Building Data Pipeline Using AWS Glue Studio
A couple of months ago, I did cover how I build a pipeline for batch data from AWS RDS to Google Big Query using AWS data pipeline. Today, I will be covering building different data pipelines using AWS glue.
You can get comprehensive articles regarding the pros and cons between using AWS Glue and AWS Data pipeline service. But for the task I have been working on, there were several limitations that I found out using Datapipeline Service.
First, if there are any schema changes in our RDBMS table (ex: like additional of new column), we have to redefine back our pipeline in Datapipeline service and run back the pipeline. Second, the Datapipeline service did not support parquet format, which is the format that I want since our aggregation queries in the Datawarehouse engine run much faster-using parquet over CSV.

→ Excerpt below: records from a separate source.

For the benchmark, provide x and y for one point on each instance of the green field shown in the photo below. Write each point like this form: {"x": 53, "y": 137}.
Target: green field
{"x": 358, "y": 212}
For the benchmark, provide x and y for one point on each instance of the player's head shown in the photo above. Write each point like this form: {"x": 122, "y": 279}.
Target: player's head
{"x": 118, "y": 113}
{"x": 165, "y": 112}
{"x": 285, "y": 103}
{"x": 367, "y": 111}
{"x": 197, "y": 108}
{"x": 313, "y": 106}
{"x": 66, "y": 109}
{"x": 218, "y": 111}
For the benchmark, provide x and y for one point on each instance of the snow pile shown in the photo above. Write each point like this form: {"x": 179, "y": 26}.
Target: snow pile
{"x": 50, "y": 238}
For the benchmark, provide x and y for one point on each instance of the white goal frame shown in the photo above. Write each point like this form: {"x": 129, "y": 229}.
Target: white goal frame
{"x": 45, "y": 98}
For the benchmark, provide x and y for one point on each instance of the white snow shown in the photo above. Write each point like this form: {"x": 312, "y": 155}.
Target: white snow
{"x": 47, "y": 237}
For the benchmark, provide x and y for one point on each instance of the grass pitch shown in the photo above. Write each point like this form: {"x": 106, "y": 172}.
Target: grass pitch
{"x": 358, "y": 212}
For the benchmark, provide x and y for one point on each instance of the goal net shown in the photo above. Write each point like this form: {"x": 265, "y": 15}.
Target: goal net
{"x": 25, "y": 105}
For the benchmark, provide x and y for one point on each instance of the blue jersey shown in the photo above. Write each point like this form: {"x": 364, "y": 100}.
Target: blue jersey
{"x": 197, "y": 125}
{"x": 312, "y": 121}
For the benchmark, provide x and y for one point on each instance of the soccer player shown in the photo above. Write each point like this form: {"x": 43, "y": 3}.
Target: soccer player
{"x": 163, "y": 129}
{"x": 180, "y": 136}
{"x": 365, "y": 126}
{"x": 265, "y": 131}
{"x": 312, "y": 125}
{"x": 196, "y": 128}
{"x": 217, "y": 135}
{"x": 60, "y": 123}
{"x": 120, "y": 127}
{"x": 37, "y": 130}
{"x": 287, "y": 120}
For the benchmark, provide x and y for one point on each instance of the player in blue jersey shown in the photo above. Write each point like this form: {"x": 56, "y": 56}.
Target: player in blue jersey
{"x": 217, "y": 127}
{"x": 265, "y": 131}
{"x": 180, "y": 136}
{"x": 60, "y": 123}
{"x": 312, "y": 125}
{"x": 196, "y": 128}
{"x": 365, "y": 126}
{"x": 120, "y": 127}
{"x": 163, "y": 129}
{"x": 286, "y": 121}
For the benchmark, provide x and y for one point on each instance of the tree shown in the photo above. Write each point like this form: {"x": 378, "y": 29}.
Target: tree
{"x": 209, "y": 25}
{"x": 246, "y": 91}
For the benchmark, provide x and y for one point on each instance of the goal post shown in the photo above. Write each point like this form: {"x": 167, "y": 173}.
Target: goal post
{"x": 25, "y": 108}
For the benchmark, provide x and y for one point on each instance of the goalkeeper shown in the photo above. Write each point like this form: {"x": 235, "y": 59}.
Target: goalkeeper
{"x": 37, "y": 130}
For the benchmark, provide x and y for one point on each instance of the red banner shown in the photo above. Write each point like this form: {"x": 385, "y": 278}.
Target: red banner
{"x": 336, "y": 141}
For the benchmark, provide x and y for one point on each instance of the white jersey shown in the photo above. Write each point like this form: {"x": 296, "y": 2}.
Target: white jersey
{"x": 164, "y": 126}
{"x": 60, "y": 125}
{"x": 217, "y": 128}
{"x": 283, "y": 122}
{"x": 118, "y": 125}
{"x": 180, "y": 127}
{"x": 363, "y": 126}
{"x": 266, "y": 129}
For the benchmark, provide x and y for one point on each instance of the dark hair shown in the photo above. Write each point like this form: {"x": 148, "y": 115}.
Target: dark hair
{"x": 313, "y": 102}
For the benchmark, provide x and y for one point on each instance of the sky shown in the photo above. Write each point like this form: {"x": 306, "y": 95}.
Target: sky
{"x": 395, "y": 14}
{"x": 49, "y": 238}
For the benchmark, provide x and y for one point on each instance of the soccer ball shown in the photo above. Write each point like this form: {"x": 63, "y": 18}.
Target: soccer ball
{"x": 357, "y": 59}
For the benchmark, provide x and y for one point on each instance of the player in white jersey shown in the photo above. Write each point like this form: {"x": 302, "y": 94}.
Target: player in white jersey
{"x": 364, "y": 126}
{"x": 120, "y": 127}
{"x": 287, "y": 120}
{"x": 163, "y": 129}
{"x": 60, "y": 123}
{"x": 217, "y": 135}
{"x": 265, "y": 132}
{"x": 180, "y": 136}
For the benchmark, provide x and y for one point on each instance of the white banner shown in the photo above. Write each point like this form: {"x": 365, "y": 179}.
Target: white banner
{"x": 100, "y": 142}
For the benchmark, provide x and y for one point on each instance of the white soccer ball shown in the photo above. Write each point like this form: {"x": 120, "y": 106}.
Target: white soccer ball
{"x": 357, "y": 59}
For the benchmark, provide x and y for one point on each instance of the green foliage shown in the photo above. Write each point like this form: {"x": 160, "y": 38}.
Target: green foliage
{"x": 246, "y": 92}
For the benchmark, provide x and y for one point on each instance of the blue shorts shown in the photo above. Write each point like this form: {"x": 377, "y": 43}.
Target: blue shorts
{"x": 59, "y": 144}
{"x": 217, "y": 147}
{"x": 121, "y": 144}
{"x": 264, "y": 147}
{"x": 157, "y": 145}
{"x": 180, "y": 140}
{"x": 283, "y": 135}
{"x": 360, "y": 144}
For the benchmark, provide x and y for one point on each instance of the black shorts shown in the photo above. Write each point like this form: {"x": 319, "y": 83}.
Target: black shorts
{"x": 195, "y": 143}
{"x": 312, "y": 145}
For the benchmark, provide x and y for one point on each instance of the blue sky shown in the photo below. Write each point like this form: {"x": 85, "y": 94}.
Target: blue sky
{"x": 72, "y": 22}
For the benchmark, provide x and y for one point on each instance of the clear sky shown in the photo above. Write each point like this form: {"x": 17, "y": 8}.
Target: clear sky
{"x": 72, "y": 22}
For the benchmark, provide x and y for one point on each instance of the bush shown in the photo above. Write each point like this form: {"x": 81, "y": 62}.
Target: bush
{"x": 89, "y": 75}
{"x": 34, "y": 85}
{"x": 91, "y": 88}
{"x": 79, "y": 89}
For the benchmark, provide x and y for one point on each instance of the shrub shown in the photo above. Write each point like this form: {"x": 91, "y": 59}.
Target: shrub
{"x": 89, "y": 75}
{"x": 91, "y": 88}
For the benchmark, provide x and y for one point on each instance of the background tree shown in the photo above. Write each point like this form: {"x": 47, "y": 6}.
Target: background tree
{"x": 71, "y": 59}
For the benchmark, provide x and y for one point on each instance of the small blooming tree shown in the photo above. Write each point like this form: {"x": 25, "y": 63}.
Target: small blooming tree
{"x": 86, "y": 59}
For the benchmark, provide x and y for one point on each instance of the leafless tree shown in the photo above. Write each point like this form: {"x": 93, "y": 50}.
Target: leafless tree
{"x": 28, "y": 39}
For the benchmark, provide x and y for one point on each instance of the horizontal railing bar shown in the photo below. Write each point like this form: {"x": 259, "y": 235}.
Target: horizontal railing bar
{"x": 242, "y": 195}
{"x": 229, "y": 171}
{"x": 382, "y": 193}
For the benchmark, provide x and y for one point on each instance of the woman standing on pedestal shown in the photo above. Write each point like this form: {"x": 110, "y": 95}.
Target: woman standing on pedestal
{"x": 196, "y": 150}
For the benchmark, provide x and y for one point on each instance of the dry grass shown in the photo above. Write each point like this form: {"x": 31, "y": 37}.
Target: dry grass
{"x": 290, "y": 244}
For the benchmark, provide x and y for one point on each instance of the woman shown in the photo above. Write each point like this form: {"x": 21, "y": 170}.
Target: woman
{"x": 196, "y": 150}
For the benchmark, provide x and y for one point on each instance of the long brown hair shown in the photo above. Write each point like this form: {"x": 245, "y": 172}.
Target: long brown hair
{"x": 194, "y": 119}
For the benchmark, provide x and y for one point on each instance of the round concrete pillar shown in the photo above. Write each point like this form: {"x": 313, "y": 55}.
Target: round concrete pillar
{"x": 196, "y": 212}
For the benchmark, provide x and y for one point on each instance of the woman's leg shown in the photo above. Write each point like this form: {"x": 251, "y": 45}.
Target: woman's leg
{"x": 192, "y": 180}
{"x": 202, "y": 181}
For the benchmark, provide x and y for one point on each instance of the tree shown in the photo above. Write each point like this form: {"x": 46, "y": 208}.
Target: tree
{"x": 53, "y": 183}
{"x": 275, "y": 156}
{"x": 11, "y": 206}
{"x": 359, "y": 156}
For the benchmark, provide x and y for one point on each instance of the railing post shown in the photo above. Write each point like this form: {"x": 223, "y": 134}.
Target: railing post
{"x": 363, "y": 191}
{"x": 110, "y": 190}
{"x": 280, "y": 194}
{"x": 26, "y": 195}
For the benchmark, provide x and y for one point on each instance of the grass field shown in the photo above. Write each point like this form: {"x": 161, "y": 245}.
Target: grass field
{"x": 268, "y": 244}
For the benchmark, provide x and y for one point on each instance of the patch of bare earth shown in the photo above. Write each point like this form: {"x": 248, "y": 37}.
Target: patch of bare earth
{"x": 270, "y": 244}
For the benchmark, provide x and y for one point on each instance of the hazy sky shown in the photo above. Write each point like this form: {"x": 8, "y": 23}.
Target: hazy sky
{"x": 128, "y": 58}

So what exactly is AWS Glue Studio?
AWS Glue Studio provides a graphical interface that makes it easy to create, run, and monitor extract, transform, and load (ETL) jobs in AWS Glue. It helps us to visualize the data transformation workflows and seamlessly run the workflow on AWS Glue’s Apache Spark-based serverless ETL engine. You can inspect the schema and data results in each step of the job.
Before using Glue Studio, we have to set Data Validation. Since there were a lot of tutorials covering this in-depth, so I will not be covering much. Here is the guide to set one. you need to set up Glue Crawler first, Set IAM role, set the bucket for your Data Catalogue, and so on.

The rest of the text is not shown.